Mosaïque de Théodora – Basilique de Saint Vitale à Ravenne (en 547 après J.C), Italie. UNESCO World heritage site.
(c) Creative Commons

Opaline Dzieciol (Université Jean Moulin Lyon 3, Master Mondes Anciens, parcours LLCA) et Célia Charlet

C’est à la suite des Guerres que Procope de Césarée, ancien avocat et secrétaire particulier de Bélisaire, écrit son dernier ouvrage, aux pages bien plus virulentes et controversées : l’Histoire secrète aurait été rédigée vers 550, bien qu’il n’ait probablement pas pu la faire circuler de son vivant ni de celui de Justinien en raison des critiques polémiques à l’encontre de l’empereur.
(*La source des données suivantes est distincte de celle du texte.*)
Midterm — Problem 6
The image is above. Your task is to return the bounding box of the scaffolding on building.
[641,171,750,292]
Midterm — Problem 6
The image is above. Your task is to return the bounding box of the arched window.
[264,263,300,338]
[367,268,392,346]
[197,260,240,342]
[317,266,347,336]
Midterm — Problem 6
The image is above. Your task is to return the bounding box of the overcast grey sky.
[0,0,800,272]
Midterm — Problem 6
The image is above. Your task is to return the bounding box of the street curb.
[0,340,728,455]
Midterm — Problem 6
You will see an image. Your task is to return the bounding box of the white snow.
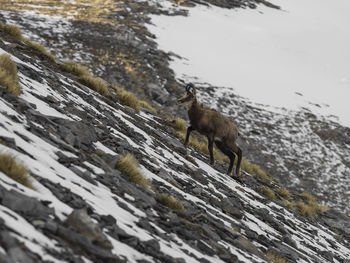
[149,0,350,126]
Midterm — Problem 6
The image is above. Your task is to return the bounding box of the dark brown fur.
[179,84,242,176]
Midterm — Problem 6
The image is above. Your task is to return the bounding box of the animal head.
[178,83,196,104]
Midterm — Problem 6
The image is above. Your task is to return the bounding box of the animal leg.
[207,136,214,165]
[234,146,242,176]
[215,141,236,175]
[184,126,194,147]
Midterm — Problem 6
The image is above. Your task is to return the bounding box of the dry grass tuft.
[0,153,33,189]
[259,186,276,200]
[157,194,184,210]
[168,118,273,176]
[139,100,157,113]
[60,61,90,77]
[283,201,295,210]
[296,193,328,219]
[170,118,187,132]
[115,154,150,187]
[241,157,273,182]
[0,54,22,96]
[113,86,140,113]
[276,186,292,200]
[79,75,110,96]
[4,25,22,40]
[23,38,55,61]
[266,251,288,263]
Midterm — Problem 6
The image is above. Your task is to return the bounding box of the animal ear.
[192,85,196,96]
[186,83,194,92]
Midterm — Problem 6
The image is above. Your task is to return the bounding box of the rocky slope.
[0,18,350,262]
[0,0,350,216]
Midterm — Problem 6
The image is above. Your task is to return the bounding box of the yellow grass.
[115,154,150,187]
[171,118,187,132]
[0,153,33,189]
[23,38,55,61]
[79,75,110,96]
[60,61,90,77]
[241,157,272,181]
[296,193,328,219]
[139,100,157,113]
[0,54,22,96]
[283,201,295,210]
[113,86,140,113]
[157,194,184,210]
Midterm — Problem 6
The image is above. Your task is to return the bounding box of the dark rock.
[53,118,97,149]
[66,209,113,250]
[233,236,267,260]
[146,84,169,105]
[0,186,53,220]
[101,215,117,226]
[220,198,244,219]
[57,226,125,263]
[142,239,160,254]
[44,220,58,234]
[282,234,298,248]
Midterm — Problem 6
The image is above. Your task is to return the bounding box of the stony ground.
[0,1,350,262]
[0,20,350,262]
[0,0,350,216]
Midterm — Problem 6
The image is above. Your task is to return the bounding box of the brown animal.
[178,83,242,176]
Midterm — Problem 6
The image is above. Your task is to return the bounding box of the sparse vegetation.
[157,194,184,210]
[60,61,90,77]
[241,160,273,181]
[276,186,292,200]
[113,86,140,113]
[112,86,156,113]
[0,54,22,96]
[0,153,33,189]
[22,38,55,61]
[139,100,157,113]
[259,186,276,200]
[60,61,110,96]
[296,193,328,219]
[115,154,150,187]
[79,75,109,96]
[171,118,187,132]
[4,25,22,40]
[168,118,272,177]
[283,201,295,210]
[266,251,288,263]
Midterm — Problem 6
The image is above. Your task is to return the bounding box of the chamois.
[178,83,242,176]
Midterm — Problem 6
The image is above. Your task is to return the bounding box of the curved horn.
[186,83,194,92]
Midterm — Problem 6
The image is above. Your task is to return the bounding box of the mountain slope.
[0,27,350,262]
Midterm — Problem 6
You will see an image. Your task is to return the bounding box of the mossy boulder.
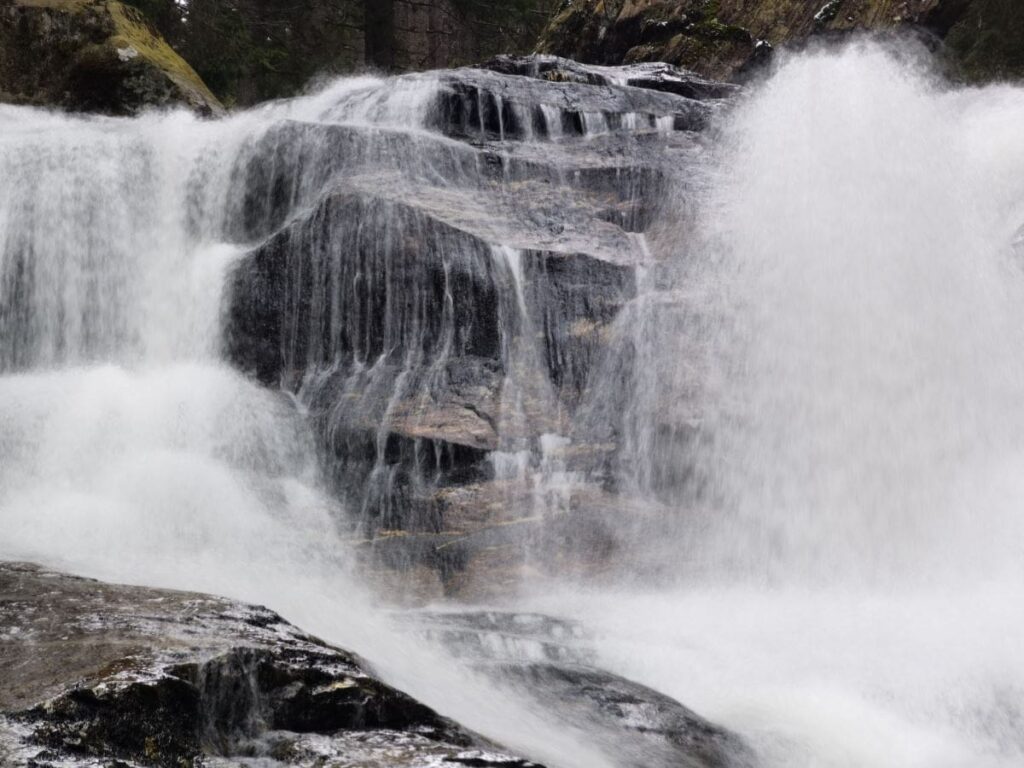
[0,0,223,115]
[539,0,1024,82]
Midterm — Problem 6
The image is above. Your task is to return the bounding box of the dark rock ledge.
[0,563,531,768]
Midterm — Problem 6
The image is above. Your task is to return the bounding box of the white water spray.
[539,47,1024,768]
[0,40,1024,768]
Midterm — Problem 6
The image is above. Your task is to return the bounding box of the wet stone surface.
[225,56,735,597]
[0,563,530,768]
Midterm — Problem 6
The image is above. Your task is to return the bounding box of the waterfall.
[0,40,1024,768]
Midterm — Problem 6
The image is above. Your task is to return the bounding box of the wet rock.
[225,57,720,596]
[430,64,712,139]
[538,0,950,84]
[483,54,736,99]
[0,563,528,768]
[0,0,223,115]
[406,611,756,768]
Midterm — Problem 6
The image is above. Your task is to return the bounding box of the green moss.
[106,0,219,104]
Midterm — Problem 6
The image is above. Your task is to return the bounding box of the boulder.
[538,0,1024,83]
[0,0,223,115]
[411,610,756,768]
[0,563,530,768]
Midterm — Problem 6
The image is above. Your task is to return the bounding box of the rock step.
[0,563,531,768]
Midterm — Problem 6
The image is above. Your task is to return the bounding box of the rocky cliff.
[539,0,1024,81]
[0,562,754,768]
[0,0,222,115]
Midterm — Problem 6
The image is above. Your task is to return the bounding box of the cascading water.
[552,47,1024,768]
[0,39,1024,768]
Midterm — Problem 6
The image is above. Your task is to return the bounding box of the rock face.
[0,563,529,768]
[226,57,720,596]
[405,611,756,768]
[539,0,1024,80]
[0,0,222,115]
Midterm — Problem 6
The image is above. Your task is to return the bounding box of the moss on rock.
[0,0,223,115]
[539,0,1024,81]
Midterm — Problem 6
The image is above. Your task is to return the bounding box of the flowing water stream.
[0,47,1024,768]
De fait, cette œuvre a été finalement assez peu citée par les sources puisque les premières mentions sont datées d’au moins cinq siècles après sa composition. La critique moderne elle-même reste divisée quant à la pertinence historique de l’œuvre lorsqu’elle fut exploitée en tant que source. Tenant à la fois de l’anecdote et du récit pseudo-historique, ce pamphlet présente le couple impérial formé par Justinien et Théodora d’une façon violente, voire caricaturale : sous la plume de Procope, Justinien devient un lâche à la nature démoniaque,  Théodora une impératrice tyrannique et frivole et Bélisaire, un général faible et sans pouvoir. Ces portraits contrastent pourtant avec les autres sources, plus particulièrement celui de Théodora qui fait l’objet d’une hagiographie dans les sources syriaques contemporaines, telles que les Vies des Saints orientaux de Jean d’Éphèse. L’Histoire secrète est donc avant tout destinée à un public élitiste, contemporain à l’auteur et, tout comme ce dernier, conservateur, ce qui explique les maintes références aux littératures et idéaux classiques ainsi que les critiques à l’encontre de la politique engagée sous l’Empire romain tardif. Au cœur de ces valeurs ancestrales dont il déplore la corruption, celles de l’hospitalité prennent une place de choix dans les mises en scène incriminantes de l’auteur.